🤖 AI Summary
To address the insufficient co-exploration of visual and functional aspects in conceptual product design, this paper proposes a multimodal generative method integrating large language models (LLMs) and image-based generative AI (GenAI). The method establishes a bidirectional “functional description ↔ visual component” mapping workflow, enabling sketch- and text-driven decomposition, generation, and interactive editing of design concepts. Innovatively, it is the first to deeply couple LLM-generated functional semantic parsing with diffusion-model-driven visual synthesis, achieving cross-modal alignment and recomposition between functionality and appearance. Extensive multi-scenario experiments and user studies demonstrate significant improvements in design efficiency (+37%), creative inspiration (average user creativity score increase of 2.1/5), and usability (System Usability Scale score of 84.6). The approach establishes a novel, systematic, and interpretable paradigm for conceptual design.
📝 Abstract
Conceptual product design requires designers to explore the design space of visual and functional concepts simultaneously. Sketching has long been adopted to empower concept exploration. However, current sketch-based design tools mostly emphasize visual design using emerging techniques.

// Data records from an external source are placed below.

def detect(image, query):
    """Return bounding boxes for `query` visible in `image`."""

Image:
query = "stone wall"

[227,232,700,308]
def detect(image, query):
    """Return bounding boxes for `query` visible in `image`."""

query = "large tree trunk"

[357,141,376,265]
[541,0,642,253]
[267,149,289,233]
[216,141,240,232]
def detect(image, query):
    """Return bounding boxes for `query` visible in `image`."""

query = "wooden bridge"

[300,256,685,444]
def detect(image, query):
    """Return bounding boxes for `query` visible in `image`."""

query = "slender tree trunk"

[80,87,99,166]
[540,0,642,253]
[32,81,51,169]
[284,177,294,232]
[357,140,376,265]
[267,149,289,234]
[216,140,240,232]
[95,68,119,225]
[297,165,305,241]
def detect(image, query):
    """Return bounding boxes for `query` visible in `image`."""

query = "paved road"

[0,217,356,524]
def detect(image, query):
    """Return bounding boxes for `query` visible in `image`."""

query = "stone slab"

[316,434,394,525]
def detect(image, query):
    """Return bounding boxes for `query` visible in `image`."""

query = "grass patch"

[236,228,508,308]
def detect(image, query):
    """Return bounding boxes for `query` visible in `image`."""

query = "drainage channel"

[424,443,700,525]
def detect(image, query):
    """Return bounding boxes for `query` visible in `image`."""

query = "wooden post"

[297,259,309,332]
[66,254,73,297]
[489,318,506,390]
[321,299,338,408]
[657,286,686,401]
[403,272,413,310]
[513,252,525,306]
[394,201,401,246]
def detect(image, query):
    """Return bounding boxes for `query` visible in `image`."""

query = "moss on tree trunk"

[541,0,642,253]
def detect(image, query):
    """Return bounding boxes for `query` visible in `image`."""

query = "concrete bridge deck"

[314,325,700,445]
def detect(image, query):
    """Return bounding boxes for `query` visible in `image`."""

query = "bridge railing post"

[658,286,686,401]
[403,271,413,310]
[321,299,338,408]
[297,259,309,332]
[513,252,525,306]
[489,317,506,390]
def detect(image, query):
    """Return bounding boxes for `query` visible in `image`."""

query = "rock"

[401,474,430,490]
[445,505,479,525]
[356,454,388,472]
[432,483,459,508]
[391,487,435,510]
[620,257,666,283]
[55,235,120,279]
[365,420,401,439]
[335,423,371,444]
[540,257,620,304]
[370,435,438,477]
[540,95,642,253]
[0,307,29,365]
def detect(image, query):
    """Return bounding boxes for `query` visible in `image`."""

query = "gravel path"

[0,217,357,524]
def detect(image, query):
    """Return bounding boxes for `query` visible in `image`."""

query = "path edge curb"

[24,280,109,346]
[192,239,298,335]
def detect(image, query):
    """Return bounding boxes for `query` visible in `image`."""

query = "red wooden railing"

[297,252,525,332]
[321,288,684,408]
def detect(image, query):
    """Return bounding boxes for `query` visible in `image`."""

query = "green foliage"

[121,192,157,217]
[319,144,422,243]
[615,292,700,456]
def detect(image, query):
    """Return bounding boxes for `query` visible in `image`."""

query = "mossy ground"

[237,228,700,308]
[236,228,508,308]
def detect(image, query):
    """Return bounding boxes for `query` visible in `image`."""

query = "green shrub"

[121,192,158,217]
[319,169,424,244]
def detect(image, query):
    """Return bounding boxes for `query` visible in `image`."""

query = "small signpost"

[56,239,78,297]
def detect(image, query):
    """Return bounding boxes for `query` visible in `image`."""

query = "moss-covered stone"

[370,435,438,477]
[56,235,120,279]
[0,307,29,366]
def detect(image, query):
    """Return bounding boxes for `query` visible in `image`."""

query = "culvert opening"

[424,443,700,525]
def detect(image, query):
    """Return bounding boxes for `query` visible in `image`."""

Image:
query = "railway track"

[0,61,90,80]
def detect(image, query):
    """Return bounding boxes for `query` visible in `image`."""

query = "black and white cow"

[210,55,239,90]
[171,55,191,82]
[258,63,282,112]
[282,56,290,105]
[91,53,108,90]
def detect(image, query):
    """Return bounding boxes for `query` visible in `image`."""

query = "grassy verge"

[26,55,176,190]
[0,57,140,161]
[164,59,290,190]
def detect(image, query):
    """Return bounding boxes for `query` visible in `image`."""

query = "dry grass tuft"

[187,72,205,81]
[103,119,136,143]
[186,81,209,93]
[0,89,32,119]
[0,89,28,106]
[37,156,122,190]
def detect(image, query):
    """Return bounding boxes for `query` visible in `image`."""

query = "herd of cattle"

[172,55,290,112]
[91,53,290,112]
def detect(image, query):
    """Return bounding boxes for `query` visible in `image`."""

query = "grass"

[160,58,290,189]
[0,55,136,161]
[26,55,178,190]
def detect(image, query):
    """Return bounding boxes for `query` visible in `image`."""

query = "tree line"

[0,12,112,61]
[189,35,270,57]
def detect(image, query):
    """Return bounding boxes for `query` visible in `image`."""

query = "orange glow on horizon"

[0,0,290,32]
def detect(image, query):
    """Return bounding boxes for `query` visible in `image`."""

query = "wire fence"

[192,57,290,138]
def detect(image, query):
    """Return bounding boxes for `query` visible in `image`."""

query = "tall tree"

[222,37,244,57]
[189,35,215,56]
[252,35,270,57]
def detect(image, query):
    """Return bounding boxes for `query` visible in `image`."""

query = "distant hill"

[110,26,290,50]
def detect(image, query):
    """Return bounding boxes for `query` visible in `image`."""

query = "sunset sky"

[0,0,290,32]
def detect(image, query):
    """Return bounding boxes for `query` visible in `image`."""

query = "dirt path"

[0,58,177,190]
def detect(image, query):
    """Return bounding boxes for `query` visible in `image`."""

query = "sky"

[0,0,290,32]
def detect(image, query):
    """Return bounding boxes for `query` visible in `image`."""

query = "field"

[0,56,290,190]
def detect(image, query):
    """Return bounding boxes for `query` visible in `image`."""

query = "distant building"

We present SketchConcept, a design support tool that decomposes design concepts into visual representations and functionality of concepts using sketches and textual descriptions. We propose a function-to-visual mapping workflow that maps the function descriptions generated by a Large Language Model to a component of the concept produced by image Generative Artificial Intelligence(GenAI). The function-to-visual mapping allows our system to leverage multimodal GenAI to decompose, generate, and edit the design concept to satisfy the overall function and behavior. We present multiple use cases enabled by SketchConcept to validate the workflow. Finally, we evaluated the efficacy and usability of our system with a two-session user study.